PTScientists were formerly in the competition:
However the team could still lose the space race to five other companies who are competing for the Google Lunar X Prize, a $20 million competition to become the first first team to put a probe on the Moon, have it travel at least a third of a mile (500 metres) and send live video and photos back to Earth.

To qualify for the prize the probe has to be launched by the end of this year and teams from Israel, Japan and the US are in the running.

PTScientists were ruled out of the prize because they could not secure a launch date until 2018, but they are still hoping to be the first. And they are the only group which is planning to built a working communications infrastructure on the Moon, which can make ‘make humanity a fully-fledged space-faring species.’

“With this this step we are laying the groundwork for all future moon missions to come,” said Hannes Ametsreiter, Chief Executive of Vodafone Germany.

“When Elon Musk sends his first private passengers to Orbit the Moon in 2018 or ESA opens the doors of its moon village our Vodafone network will already be there.”
The original X prize took quite a while before it was won, IIRC.

Just because the original was done with largely late 50s/early 60s tech (because you have to freeze the design at some stage), I think a lot of people underestimate the difficulties in getting someone to the moon and back.

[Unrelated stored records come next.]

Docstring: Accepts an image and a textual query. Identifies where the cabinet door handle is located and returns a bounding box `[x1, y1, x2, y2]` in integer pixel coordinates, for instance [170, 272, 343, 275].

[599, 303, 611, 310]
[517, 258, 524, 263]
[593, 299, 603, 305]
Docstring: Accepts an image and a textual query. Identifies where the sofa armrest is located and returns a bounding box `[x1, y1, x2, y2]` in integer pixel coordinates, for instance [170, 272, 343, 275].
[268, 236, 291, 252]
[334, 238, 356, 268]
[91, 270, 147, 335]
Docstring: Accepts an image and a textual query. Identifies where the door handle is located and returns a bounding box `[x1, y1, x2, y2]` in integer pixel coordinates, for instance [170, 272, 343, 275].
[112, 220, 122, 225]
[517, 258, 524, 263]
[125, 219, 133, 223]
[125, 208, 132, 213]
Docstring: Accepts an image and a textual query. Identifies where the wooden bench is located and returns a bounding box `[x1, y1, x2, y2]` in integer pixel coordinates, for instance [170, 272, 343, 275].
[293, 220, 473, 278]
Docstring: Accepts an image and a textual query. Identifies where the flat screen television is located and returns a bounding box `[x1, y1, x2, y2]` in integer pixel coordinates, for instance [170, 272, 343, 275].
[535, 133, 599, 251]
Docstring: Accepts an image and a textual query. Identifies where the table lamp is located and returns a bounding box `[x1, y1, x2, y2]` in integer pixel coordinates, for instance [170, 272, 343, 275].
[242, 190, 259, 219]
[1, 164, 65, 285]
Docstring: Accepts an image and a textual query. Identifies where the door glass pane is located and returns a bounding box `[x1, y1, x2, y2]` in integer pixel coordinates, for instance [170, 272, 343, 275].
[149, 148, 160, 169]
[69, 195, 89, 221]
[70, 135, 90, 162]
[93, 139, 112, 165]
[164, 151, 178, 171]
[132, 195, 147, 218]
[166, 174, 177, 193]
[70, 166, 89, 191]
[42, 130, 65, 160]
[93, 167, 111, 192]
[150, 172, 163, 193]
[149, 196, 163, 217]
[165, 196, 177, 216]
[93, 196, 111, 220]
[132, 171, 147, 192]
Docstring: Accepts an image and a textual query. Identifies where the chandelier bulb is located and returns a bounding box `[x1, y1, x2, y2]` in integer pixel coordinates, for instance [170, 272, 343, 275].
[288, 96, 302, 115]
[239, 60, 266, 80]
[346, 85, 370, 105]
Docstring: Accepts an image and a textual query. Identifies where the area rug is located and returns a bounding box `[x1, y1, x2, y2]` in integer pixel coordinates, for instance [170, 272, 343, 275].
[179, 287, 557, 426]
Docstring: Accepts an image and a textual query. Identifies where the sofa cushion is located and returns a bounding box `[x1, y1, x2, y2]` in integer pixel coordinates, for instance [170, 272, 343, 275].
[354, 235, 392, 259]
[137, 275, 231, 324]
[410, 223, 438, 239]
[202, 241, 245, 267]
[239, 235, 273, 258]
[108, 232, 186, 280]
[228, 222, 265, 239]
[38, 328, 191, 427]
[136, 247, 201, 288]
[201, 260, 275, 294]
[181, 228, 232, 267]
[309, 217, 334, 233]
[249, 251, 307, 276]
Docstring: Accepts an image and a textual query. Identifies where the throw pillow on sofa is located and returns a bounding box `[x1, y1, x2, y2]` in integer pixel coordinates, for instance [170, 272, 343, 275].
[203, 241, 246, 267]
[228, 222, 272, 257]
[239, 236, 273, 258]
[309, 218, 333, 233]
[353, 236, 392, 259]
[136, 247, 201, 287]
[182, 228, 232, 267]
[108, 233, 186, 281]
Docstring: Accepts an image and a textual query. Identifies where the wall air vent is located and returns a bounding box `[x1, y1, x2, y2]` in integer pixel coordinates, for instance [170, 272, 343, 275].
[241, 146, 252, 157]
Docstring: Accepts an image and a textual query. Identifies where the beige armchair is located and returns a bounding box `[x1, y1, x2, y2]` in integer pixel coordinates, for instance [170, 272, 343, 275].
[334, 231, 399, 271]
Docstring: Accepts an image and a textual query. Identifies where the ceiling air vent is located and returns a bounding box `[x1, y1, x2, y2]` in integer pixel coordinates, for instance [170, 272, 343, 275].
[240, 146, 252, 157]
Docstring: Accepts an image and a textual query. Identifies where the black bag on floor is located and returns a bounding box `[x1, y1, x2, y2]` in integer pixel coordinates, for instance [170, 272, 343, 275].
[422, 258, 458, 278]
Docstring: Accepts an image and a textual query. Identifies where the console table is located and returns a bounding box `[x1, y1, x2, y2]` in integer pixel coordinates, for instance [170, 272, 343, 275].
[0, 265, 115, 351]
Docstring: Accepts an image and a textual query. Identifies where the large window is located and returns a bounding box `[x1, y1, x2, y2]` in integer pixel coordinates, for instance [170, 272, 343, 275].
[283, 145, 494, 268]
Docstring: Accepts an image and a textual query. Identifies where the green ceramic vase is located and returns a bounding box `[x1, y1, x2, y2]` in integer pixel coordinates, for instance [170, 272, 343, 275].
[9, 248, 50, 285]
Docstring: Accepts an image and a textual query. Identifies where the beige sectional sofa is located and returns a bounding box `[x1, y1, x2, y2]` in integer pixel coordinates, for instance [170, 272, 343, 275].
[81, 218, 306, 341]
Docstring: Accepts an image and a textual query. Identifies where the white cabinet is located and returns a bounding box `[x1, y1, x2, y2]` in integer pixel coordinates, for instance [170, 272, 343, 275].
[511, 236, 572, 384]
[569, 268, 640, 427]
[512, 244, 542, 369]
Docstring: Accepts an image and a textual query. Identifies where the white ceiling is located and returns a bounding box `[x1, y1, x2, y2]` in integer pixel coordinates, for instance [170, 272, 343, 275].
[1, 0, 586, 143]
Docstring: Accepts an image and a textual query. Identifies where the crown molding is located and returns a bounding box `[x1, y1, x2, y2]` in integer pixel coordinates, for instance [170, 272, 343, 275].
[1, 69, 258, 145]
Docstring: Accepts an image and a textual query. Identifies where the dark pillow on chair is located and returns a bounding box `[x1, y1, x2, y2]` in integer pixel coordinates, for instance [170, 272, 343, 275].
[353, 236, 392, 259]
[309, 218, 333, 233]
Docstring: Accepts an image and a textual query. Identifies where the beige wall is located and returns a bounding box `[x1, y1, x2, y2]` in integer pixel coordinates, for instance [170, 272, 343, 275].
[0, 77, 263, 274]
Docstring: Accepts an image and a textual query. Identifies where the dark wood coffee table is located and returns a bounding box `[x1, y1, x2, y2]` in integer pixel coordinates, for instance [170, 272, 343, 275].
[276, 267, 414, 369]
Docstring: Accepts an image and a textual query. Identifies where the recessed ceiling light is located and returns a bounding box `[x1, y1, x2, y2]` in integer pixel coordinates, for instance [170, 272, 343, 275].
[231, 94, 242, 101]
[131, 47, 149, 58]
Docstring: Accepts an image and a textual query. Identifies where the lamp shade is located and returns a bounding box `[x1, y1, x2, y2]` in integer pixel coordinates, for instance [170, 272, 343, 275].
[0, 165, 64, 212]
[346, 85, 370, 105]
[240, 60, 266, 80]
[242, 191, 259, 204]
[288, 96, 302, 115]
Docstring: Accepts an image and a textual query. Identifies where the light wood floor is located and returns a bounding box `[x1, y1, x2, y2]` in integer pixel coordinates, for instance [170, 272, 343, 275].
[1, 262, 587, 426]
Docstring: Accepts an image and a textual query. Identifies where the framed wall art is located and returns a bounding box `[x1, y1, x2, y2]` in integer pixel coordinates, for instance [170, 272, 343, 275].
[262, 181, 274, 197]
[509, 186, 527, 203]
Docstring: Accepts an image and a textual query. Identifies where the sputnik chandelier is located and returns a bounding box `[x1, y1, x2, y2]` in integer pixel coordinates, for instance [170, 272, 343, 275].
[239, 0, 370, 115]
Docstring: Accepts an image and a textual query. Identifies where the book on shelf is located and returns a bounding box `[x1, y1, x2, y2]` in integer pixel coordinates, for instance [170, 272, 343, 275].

It is still essentially a nation state-level project, and a permanent base would be even more so. In fact I can't think of too many realistic SF scenarios in which a permanent offworld base is NOT multinational.
Not sure why I didn't get around to posting on the unfortunate end of the competition last year:
Grey Havoc said:
Not sure why I didn't get around to posting on the unfortunate end of the competition last year:

They kept changing the dates on GLXP. The original deadline was 2012, then 2014, then 2017.

There are some interesting stories behind the failures and it would be neat if somebody went and talked to members of some of the teams. One team that dropped out early actually had a major commitment of funding ($100 million) but ended up having to refuse it. I heard somebody from Astrobotic (which removed themselves from the competition, but still exists) make some very candid comments about why they thought GLXP failed. He felt that if the competition had been structured differently--for instance, if GLXP had provided the rocket for free as the "prize," and been a bit more ruthless about eliminating some vaporware competitors--the project might have been more successful.
Now if everything goes right

A SpaceX Falcon 9 launch the Beresheet lander on 19 February 2019
but it will take 2,5 months to reach Moon, make several Orbits, so between a week or month before landing.